TorchLean still feels exciting to me because it sits at the intersection of things that are usually kept apart: neural-network systems, theorem proving, numerical computing, and scientific modeling.

Each of those areas has its own idea of correctness. A training run can be successful. A theorem can be checked. A numerical method can be stable. A CUDA kernel can be fast. A scientific model can be useful. The hard question is how these notions meet when they are all part of the same pipeline.

That is the question I want TorchLean to make precise. Not because every ML researcher should write long Lean proofs by hand, but because learned computation is becoming part of serious scientific arguments. When that happens, the model should carry more than weights. It should carry a contract we can inspect, check, and share.

Notes and references

Collins Dictionary, “The Collins Word of the Year 2025 is... vibe coding”. Collins describes vibe coding as software development that turns natural language into code using AI and notes Karpathy’s role in popularizing the term.

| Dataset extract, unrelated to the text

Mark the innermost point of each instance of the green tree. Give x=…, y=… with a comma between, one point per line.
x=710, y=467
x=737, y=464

Sergiu Bursuc et al., “A benchmark for vericoding: formally verified program synthesis”, arXiv:2509.22908. The paper defines vericoding as LLM-generation of formally verified code from formal specifications, in contrast to vibe coding, and includes Max Tegmark among the authors.

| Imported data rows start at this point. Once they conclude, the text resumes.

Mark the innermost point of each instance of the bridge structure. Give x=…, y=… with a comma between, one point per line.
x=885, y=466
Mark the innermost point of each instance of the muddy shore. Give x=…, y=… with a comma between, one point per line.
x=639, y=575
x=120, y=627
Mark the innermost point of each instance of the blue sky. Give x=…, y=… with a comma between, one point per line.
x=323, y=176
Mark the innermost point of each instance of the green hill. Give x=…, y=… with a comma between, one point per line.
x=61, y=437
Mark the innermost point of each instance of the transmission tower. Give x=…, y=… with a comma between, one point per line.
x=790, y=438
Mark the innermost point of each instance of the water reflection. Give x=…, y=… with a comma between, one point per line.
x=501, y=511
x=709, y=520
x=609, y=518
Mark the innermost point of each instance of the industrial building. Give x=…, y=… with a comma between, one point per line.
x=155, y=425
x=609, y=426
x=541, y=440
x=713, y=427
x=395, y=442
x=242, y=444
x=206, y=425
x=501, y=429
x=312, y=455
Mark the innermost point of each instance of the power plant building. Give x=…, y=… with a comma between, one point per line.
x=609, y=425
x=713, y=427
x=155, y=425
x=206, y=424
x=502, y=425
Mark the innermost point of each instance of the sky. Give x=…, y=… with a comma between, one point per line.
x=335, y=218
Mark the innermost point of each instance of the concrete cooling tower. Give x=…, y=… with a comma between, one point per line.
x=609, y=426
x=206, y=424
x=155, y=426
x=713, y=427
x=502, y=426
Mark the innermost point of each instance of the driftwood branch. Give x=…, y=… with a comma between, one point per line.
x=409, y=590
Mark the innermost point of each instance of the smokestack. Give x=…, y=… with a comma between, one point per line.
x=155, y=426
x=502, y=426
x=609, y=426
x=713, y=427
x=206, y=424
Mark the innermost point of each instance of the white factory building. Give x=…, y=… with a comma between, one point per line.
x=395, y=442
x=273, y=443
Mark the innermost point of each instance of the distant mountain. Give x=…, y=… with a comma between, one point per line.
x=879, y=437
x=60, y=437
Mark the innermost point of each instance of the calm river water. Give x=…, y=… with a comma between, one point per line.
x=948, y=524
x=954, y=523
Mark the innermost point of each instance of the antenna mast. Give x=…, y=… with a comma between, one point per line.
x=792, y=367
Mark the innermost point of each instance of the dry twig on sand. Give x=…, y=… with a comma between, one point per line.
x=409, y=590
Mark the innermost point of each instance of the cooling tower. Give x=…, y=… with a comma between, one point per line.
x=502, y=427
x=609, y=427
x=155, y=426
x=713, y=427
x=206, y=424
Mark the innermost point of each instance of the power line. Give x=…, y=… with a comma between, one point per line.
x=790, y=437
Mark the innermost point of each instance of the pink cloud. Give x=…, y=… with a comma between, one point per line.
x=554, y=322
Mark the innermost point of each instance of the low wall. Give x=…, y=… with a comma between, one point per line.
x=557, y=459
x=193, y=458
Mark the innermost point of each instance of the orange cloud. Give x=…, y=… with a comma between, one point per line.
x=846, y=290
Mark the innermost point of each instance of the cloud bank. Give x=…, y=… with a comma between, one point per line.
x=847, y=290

Google DeepMind, “AI achieves silver medal standard solving International Mathematical Olympiad problems”; Terence Tao, “Formalizing the proof of PFR in Lean4 using Blueprint”; Lean, official project page.

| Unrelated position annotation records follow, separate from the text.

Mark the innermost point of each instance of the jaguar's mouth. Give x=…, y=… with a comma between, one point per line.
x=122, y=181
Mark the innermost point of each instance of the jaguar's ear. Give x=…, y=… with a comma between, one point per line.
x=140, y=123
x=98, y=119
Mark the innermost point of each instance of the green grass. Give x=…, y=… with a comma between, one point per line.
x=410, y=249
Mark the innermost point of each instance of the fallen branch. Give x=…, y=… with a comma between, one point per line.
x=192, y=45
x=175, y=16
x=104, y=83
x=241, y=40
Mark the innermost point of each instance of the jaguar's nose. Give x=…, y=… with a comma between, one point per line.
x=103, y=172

TorchLean homepage, Formalizing Neural Networks in Lean.
LeanDojo TorchLean page, TorchLean: Formalizing Neural Networks in Lean; GitHub repository, lean-dojo/TorchLean.
TorchLean examples, Bug Zoo Walkthrough.
TorchLean guide, FlashAttention style fused attention; TRUST_BOUNDARIES.md.
Caltech, AI4Science @ Caltech. The site describes the initiative led by Anima Anandkumar and Yisong Yue as bringing AI researchers together with domain experts across science and engineering.
TorchLean examples, Verification Bounds.
TorchLean guide, GPU and CUDA Boundaries.
TorchLean examples, Text Models Walkthrough.
GitHub repository, lean-dojo/TorchLean.
TorchLean preprint, arXiv:2602.22631. I treat the paper as the starting point, and the current site and repository as the source of truth for the broader public codebase described here.